Alice in Borderland (Live-Action) Season 3

Series Review

Synopsis:
Alice in Borderland (Live-Action) Season 3 Series Review

Once, Arisu and Usagi fought for their lives in a fantastic version of Tokyo called Borderland, and they emerged victorious, waking up in the real world. They lost the memories of their adventures, but that didn't stop them from connecting and becoming husband and wife, finally happy.

Except… Usagi's still troubled by memories of her dead father, while a professor is strangely interested in the couple. Someone in the dreamworld of Borderland wants Arisu and Usagi to return, and there are always more games to play.

Review:

The third live-action season of Alice in Borderland, based on the death game manga by Haro Aso, drops onto Netflix with big disadvantages. One is that it's released almost three years after the second season, which seemed to end the story satisfyingly, barring an ambiguous final shot of a Joker card. (I assumed that was all there was to the show, only to be surprised when Netflix announced the continuation.)

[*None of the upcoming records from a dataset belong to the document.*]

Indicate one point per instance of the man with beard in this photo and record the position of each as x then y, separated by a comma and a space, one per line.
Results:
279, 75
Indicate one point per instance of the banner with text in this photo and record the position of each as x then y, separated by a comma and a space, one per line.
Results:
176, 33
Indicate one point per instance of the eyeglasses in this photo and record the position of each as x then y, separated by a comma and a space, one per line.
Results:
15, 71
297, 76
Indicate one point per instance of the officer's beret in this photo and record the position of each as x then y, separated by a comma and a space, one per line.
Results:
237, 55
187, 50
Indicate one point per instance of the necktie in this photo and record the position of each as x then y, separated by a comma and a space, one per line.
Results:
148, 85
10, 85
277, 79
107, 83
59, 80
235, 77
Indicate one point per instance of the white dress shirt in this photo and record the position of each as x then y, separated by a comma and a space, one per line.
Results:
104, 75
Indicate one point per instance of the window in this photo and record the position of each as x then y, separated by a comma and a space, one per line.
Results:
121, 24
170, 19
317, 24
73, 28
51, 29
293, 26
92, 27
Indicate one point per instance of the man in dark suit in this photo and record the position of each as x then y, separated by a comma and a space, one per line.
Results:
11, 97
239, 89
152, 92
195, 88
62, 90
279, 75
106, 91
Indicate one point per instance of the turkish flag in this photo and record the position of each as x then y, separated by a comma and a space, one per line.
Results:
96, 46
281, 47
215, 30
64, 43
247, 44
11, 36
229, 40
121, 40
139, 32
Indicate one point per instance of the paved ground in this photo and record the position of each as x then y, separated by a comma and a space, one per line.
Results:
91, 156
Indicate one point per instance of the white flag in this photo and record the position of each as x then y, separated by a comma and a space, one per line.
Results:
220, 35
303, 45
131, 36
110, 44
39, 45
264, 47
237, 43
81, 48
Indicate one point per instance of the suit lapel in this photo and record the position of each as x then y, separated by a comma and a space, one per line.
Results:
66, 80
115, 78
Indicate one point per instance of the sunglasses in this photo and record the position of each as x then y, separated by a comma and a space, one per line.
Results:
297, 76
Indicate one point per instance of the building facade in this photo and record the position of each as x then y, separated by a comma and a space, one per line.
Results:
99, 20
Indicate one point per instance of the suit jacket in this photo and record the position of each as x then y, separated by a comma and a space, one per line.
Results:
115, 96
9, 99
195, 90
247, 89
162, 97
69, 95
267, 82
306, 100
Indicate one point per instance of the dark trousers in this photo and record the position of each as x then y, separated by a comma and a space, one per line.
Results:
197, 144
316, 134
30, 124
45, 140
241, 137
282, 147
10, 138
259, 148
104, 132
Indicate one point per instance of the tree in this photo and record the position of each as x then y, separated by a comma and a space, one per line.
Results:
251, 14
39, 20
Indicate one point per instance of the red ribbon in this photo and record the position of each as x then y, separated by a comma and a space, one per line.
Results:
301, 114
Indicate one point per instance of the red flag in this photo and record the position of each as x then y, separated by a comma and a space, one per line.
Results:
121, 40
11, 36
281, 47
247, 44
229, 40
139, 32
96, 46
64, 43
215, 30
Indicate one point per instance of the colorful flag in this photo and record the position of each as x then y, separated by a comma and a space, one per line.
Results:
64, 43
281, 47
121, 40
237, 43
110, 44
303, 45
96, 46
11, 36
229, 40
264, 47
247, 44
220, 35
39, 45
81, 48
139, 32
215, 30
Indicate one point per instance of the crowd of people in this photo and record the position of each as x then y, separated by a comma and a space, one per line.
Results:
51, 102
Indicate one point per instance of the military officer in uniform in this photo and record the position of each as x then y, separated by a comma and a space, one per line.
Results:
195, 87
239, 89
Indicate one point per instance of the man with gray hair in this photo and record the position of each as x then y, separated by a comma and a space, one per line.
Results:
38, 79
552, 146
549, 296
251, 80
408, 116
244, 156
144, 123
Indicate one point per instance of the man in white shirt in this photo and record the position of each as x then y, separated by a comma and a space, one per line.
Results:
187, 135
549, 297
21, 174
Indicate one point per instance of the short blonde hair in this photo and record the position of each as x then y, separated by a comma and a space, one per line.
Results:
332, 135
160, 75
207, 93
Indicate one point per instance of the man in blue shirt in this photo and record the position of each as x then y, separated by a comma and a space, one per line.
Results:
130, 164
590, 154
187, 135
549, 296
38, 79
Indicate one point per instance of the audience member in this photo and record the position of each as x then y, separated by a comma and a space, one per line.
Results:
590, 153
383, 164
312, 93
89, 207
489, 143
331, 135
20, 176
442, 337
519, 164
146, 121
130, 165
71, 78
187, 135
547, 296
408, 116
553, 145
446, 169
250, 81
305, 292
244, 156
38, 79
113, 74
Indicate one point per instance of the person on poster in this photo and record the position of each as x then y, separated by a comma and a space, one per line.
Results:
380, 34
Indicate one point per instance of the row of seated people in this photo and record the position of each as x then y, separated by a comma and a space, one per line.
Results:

Another problem is that the death game genre is massively saturated now. Just at the moment, there's The Long Walk in cinemas – the source Stephen King book was acknowledged by Koushun Takami as a likely influence on his Japanese novel Battle Royale, filmed by Kinji Fukasaku. The Long Walk will have barely left cinemas before Edgar Wright's take on The Running Man, another King death game, arrives in November.

And just this summer, Netflix itself dropped season three of South Korea's Squid Game. That series debuted after Alice in Borderland, but it became vastly bigger globally, helped by outstanding performers – the pensioners were best – and cutting social commentary. Many viewers stumbling on Borderland now probably assume that it's a Squid Game cash-in. That must sting its director, Shinsuke Satō, who also helmed a live-action Gantz film back in 2011.

Moreover, anime fans may feel “death gamed” out even if they'd not seen any of these live-action titles. That's thanks to the slew of anime in the genre, as discussed recently on This Week in Anime. Alice in Borderland itself was animated by SILVER LINK years before the live-action version, though only as a three-part OVA which adapted the first chapters of Aso's manga.

I like death game yarns, and enjoyed Borderland's earlier seasons. They could be frustrating or disappointing, but also powerful – like season one's shocking gun massacre, or season two's reality-bending, hugely moving finale. As for season three, it's worthwhile. There are some genuinely interesting new ideas and images, but it's the season that most stretched my patience while watching it. Like season two, it does have an “ending,” only to finish with a sequel-or-spinoff-bait coda which I suspect will go nowhere in today's crowded market.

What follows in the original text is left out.